Following record breaking heatwave, Australia is now enduring ‘once in a century’ floods

Alan Loughnane

Australia floods

It’s been an eventful opening to 2019 on the weather front.

Once in a century floods have turned streets into rivers and forced thousands to abandon their homes in northeast Australia, and authorities have warned that there will be further rain in the coming days.

Australia’s north often faces heavy rains during the monsoon season at this time of the year, but the recent rainfall has been well above normal levels.

“We have not been in this situation before,” Queensland Premier Annastacia Palaszczuk told the Australian Broadcasting Corporation (ABC).

“There has been a lot of rain falling over the Townsville catchment and some of these levels are unprecedented.”

Thousands of residents in the city of Townsville in northeast Queensland were without power and up to 20,000 homes are at risk of being flooded if the rains continue.

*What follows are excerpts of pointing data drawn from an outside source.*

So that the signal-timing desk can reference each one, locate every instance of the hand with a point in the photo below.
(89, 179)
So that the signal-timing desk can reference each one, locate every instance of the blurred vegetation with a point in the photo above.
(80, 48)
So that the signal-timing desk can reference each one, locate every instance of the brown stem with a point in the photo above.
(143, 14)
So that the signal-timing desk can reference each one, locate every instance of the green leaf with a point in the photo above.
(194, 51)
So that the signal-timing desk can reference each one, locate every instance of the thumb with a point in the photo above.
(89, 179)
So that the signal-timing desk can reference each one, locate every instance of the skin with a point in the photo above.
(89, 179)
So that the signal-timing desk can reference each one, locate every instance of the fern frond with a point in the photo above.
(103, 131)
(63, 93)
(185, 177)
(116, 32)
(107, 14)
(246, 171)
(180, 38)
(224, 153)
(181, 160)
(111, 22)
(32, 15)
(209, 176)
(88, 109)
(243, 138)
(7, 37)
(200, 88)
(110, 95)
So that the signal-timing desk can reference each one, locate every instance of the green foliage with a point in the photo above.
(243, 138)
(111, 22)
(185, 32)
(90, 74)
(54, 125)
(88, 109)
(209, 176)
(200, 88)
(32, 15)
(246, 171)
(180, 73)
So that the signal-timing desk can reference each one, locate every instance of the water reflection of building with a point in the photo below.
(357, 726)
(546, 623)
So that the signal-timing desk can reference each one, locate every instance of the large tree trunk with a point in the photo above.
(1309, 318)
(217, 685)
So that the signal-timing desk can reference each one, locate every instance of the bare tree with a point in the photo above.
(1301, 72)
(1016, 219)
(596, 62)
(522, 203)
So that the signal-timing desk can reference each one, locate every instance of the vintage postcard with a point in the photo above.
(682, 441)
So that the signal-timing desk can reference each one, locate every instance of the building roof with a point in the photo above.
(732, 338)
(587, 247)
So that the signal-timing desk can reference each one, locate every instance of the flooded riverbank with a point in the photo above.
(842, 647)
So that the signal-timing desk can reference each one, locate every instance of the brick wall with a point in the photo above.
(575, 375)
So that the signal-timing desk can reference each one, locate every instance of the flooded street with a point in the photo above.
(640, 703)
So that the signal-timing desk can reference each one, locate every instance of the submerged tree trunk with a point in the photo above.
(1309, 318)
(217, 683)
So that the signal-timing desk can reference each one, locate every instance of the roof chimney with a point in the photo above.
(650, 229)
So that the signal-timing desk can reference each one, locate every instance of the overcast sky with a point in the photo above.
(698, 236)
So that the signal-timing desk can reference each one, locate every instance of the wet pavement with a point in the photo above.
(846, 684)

Another 142 millimetres of rain fell in Townsville on Saturday, bringing the total rain received in the last four days to 617 millimetres.

This is more than the city would normally be expected in the whole of January and February combined in a normal year.

According to the Bureau of Meteorology, a slow-moving monsoonal trough was sitting above Queensland, with some areas expected to receive more than a year’s worth of rain before conditions ease.